Dementia, Identity, and Relationships: Mrs Drake’s Lace offered a deeply personal reflection on dementia, combining delicate lacework with written words. It invited visitors to see beyond diagnosis and recognise the enduring identity, dignity, and relationships of people living with dementia.

Spaces of Reflection and Emotional Truth: The Linen Cupboard created a quiet, intimate space where visitors could read poems written by nurses, patients, and artists. It evoked moments of pause—echoing the hidden emotional landscapes of healthcare, where care often happens in fleeting, unspoken moments.

Heritage and Public Health: Marion Lynch’s Queens, Vaccines and Public Health Palace Tour transported participants through history, highlighting how seemingly small acts—such as early vaccination practices—have saved countless lives. It connected past innovation with present-day public health challenges.

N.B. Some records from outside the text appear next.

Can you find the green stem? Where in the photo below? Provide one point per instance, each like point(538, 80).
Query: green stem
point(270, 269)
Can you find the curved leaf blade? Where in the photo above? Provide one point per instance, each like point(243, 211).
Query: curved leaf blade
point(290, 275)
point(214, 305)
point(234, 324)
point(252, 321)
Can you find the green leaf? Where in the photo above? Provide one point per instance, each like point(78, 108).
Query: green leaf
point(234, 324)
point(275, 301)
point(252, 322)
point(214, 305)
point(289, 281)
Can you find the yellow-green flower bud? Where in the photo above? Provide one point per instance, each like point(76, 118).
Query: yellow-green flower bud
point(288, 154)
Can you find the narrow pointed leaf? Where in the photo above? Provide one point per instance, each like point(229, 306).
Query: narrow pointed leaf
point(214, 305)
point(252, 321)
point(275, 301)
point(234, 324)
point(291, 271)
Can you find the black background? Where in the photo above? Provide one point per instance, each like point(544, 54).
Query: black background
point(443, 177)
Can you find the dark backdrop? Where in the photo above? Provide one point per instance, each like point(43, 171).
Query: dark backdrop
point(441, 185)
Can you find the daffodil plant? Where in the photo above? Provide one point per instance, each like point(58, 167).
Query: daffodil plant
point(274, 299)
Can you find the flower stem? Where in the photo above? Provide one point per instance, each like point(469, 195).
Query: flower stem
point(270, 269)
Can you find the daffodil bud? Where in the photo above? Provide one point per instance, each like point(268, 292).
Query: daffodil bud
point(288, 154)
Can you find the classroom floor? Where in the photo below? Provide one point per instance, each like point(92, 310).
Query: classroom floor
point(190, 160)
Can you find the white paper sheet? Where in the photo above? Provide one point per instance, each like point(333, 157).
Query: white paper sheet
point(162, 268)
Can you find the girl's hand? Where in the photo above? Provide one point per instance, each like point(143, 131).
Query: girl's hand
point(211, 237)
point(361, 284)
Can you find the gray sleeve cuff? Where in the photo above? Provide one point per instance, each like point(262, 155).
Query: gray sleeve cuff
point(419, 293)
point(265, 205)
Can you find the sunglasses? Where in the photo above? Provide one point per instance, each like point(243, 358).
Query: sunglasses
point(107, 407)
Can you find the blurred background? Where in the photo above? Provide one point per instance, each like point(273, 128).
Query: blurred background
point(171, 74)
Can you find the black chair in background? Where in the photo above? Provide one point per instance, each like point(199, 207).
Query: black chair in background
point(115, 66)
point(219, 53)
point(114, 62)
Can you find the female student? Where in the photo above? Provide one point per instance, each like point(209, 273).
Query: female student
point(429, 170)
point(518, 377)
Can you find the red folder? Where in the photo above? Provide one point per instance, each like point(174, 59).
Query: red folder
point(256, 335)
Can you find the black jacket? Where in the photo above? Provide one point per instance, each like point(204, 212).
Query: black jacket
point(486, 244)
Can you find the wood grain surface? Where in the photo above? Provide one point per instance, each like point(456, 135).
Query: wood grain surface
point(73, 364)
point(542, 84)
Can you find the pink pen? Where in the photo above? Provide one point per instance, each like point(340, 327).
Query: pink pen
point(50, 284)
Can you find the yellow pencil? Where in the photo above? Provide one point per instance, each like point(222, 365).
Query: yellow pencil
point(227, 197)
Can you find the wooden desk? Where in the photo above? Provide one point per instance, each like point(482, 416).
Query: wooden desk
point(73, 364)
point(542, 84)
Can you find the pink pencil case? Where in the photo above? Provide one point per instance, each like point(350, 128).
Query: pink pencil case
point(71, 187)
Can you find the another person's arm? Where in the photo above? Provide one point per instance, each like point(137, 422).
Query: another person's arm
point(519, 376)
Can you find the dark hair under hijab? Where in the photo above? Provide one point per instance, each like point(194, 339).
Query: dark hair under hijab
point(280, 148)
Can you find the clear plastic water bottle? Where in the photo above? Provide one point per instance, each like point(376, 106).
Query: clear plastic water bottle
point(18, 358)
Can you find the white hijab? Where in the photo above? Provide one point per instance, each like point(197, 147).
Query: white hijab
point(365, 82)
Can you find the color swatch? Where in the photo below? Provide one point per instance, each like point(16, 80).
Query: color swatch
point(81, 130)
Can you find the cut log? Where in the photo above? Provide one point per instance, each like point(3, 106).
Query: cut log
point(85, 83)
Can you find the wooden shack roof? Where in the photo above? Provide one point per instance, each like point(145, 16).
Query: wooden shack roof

National HIV Story Trust (in partnership with the RCN), shared the HIV stories installation featuring  experiences of nurses working in England with people living with HIV in the 1980s. https://nhst.org.uk/

Art of Care: Charlotte Mann, artist and teacher at the Royal Drawing School shared part of the installation Art of Care. https://royaldrawingschool.org/artists/charlotte-mann

Images: Artwork showcases (order top right to bottom): The Cape of Home, Health and Hope; Can You See Me Now?; Dr Marie Clancy’s “Heads of Nursing” heads and artwork installations; John Yayen's 50-foot Indian ink mural

FINALLY, A COLLECTIVE CALL TO ACTION

The summit made one thing clear: creative health is not peripheral—it is essential.

By bringing together evidence, policy, lived experience, and artistic expression, the day demonstrated a new way forward for nursing—one that values creativity as much as clinical expertise. The creative session and immersive showcases in particular, reminded us that behind every system, policy, and profession are human stories. Stories of care, identity, resilience, and possibility.

As the Nursing SIG grows and the movement gains momentum, the challenge now is to turn this energy into sustained action—embedding creative health into everyday practice, education, and policy, because, as the summit showed so powerfully, when nursing is seen, heard, and fully expressed, it has the potential to transform not only healthcare—but society itself.